Preclinical analysis: flexible cardiac valve bioprosthesis of Instituto Nacional de Cardiología

Marco A. Peña-Duque, Department of Innovation and Technology, Instituto Nacional de Cardiología Ignacio Chávez, Mexico City, Mexico
Gian M. Jiménez-Rodriguez, Department of Interventional Cardiology, Instituto Nacional de Cardiología Ignacio Chávez, Mexico City, Mexico
Tomás E. Sánchez-Pérez, Cardiovascular Technological Innovation Area (AINTEC), Instituto Nacional de Cardiología Ignacio Chávez, Mexico City, Mexico
Rosalinda Gonzalez-Calihua, Deputy Directorate of Innovation and Technological Development, Instituto Nacional de Cardiología Ignacio Chávez, Mexico City, Mexico
Luis M. Gándara-Oliveros, Deputy Directorate of Innovation and Technological Development, Instituto Nacional de Cardiología Ignacio Chávez, Mexico City, Mexico
María F. Mariscal-Reyes, Deputy Directorate of Innovation and Technological Development, Instituto Nacional de Cardiología Ignacio Chávez, Mexico City, Mexico
Dennel Juárez-Ortiz, Deputy Directorate of Innovation and Technological Development, Instituto Nacional de Cardiología Ignacio Chávez, Mexico City, Mexico
Luis A. Delgado-Pérez, Deputy Directorate of Innovation and Technological Development, Instituto Nacional de Cardiología Ignacio Chávez, Mexico City, Mexico
Juan Villegas-Cuache, Departament of Veterinary Medicine, Instituto Nacional de Cardiología Ignacio Chávez, Mexico City, Mexico
Francisco J. Molina-Méndez, Departament of Anesthesiology, Instituto Nacional de Cardiología Ignacio Chávez, Mexico City, Mexico
Humberto J. Martínez-Hernández, Department of Cardiothoracic Surgery, Instituto Nacional de Cardiología Ignacio Chávez, Mexico City, Mexico
Arturo Abundes-Velasco, Deputy Directorate of Innovation and Technological Development, Instituto Nacional de Cardiología Ignacio Chávez, Mexico City, Mexico

Objective: To evaluate the safety, functionality, and adaptability of the Flexible Cardiac Valve Bioprosthesis developed at the National Institute of Cardiology (BVC-F INC) as a viable and accessible alternative for the treatment of valvular heart disease, with particular emphasis on its applicability in valve-in-valve (ViV) procedures.
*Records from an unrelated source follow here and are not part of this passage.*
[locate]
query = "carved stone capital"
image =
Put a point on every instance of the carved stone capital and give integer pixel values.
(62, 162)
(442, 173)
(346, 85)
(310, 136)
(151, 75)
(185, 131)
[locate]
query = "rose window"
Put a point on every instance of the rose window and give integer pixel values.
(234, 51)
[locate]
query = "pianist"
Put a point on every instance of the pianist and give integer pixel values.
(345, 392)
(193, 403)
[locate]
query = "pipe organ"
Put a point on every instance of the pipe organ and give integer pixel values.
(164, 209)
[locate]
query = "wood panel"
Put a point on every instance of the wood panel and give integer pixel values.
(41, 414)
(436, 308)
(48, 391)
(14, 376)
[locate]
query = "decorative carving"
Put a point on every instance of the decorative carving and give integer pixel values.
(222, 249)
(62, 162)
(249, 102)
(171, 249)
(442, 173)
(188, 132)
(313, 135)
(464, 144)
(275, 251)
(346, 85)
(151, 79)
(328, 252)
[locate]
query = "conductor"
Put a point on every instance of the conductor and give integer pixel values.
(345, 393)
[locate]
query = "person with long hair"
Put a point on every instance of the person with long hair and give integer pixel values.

This initiative aims to strengthen the national development of cardiovascular devices. Methods: Computational analyses, mechanical tests, and hydrodynamic tests (normocardic and accelerated fatigue) were performed. The BVC-F was evaluated in a range of 20 to 200 beats per minute for 30 min. The accelerated fatigue tests were carried out at a frequency of 1050-1080 beats/min for a period of 1 month, followed by implantation in five Yorkshire porcine models using extracorporeal circulation. Results: Finite element analysis indicated a low risk of fracture (stresses 73% below yield strength) and radial expansion (15.95%). Tests validated an effective orifice area of 2.25 cm², transvalvular gradients < 10 mmHg, and a regurgitant flow lower than 5%. Accelerated fatigue tests confirmed structural integrity equivalent to 2.2 years. In vivo porcine implantation (n = 5) was successful, maintaining a mean gradient of 10 ± 2 mmHg with no paravalvular leakage. Furthermore, the viability of a ViV procedure was validated, resulting in sufficient annulus expansion and stable hemodynamics. Conclusion: The BVC-F INC achieved compliance with preliminary safety and efficacy standards. Nonetheless, extended and complex simulations are requisite to assess long-term mechanical behavior, wear resistance, and functional stability before human clinical trials.

Keywords: Aortic stenosis. Valve replacement. Cardiac bioprosthesis. Porcine model. Valve-in-valve.